Nei confronti del datore di lavoro continua, quindi, a gravare l’adempimento dell’obbligo contributivo, proprio in virtù del fatto che il rapporto di lavoro non si è mai estinto.

In proposito, il Ministero sottolinea che l’obbligazione contributiva deve essere commisurata all’effettivo importo delle retribuzioni maturate e dovute per il periodo dal licenziamento alla data della reintegrazione, sebbene tale misura non coincida con l’ammontare del danno liquidato in applicazione degli ordinari criteri risarcitori.

Ad analoghe conclusioni - aggiunge il Ministero - è pervenuta anche la sentenza della Corte di Cassazione, Sez. Lavoro, n. 402 del 13 gennaio 2012, laddove viene evidenziato che, nell’ipotesi di licenziamento dichiarato illegittimo con conseguente ordine di reintegrazione, il rapporto assicurativo risulta assistito dalla medesima “fictio iuris” che caratterizza il rapporto di lavoro, poiché proprio la previsione legislativa, secondo cui la parte datoriale deve essere condannata “al versamento dei contributi assistenziali e previdenziali dal momento del licenziamento a quello dell’effettiva reintegrazione”, determina la non interruzione “de iure” anche del rapporto assicurativo previdenziale collegato a quello lavorativo.

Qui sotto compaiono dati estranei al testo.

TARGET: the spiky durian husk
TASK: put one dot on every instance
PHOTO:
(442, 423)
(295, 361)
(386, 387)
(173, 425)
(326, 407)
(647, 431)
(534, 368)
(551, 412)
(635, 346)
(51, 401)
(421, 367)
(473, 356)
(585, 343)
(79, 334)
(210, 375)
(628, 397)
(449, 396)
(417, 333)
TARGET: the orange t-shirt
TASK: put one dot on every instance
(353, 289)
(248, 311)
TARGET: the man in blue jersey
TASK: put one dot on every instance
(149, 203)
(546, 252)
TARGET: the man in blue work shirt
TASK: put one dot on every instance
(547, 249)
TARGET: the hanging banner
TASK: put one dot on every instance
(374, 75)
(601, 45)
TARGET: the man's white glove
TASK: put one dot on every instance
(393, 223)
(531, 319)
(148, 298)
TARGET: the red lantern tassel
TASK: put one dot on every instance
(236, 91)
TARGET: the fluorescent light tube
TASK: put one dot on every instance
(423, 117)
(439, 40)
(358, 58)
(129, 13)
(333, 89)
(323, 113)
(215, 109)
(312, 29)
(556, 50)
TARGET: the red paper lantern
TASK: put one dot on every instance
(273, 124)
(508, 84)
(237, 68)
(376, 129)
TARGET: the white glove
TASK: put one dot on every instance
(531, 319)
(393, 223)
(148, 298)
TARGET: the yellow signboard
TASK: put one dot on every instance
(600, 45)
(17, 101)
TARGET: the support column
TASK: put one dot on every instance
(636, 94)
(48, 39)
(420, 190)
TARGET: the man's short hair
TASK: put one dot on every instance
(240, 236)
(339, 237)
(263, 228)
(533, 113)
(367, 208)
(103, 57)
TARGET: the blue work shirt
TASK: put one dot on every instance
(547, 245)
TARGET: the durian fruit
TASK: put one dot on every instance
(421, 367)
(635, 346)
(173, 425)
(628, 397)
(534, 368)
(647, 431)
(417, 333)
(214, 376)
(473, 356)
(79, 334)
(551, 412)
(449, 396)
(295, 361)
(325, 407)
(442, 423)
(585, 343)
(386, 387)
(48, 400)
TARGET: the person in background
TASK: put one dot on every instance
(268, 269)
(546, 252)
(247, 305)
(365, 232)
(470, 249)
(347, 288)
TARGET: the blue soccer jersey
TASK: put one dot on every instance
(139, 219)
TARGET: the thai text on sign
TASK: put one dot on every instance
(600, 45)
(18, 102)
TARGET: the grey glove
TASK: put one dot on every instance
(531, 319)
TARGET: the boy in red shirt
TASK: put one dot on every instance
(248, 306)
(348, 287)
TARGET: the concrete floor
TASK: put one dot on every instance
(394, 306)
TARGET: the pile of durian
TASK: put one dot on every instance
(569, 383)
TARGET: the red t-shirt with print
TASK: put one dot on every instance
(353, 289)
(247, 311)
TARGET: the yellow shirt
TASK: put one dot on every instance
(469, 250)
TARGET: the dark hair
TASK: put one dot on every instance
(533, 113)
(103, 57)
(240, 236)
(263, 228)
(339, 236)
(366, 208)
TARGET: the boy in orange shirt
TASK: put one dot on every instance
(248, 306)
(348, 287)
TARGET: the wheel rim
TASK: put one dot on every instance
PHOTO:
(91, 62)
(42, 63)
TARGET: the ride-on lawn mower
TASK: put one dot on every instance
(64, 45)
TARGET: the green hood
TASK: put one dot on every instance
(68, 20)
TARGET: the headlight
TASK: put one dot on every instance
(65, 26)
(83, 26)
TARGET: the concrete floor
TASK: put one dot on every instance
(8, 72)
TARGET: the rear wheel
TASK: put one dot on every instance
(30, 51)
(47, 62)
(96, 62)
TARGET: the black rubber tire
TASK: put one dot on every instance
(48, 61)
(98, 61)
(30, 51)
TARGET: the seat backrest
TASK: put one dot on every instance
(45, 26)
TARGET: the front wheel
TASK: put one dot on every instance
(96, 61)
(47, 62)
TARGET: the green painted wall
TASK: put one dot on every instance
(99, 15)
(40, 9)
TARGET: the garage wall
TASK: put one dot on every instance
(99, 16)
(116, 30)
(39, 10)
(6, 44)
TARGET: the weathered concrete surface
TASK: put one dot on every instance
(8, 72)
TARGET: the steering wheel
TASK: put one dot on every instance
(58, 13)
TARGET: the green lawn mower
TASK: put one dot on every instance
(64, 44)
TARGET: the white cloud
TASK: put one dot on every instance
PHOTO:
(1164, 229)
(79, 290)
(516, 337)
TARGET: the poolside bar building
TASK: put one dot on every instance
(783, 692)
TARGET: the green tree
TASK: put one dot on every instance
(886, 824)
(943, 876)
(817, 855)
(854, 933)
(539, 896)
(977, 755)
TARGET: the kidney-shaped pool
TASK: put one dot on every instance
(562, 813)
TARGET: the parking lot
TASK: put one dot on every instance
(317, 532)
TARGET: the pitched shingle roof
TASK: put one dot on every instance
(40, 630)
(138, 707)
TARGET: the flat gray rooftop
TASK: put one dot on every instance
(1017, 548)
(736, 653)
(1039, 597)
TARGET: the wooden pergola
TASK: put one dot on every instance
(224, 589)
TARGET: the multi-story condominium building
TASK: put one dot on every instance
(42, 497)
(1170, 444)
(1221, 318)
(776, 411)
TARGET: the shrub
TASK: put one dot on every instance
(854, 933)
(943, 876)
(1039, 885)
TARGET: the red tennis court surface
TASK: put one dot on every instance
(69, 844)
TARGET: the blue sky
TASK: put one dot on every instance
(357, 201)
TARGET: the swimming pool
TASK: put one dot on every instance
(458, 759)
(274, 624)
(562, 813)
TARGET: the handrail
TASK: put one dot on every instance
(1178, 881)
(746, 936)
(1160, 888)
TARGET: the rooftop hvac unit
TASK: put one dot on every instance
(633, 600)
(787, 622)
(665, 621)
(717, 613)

Da ultimo, il Ministero rammenta che la dichiarazione di illegittimità del licenziamento disposta con ordinanza cautelare ai sensi dell’art. 700 del Codice di procedura civile assicura al lavoratore le medesime tutele conseguenti ad eventuale sentenza con analogo contenuto, emessa in sede di giudizio di merito, sostanziandosi, pertanto, in un’anticipazione dei relativi effetti. In definitiva, il Ministero del Lavoro esprime l’avviso che, a seguito dell’adozione del suddetto provvedimento cautelare di reintegrazione del prestatore nel posto di lavoro, il datore di lavoro risulta tenuto all’adempimento di tutti gli obblighi connessi al rapporto di lavoro, tra i quali, l’obbligazione del versamento delle somme dovute a titolo di contribuzione.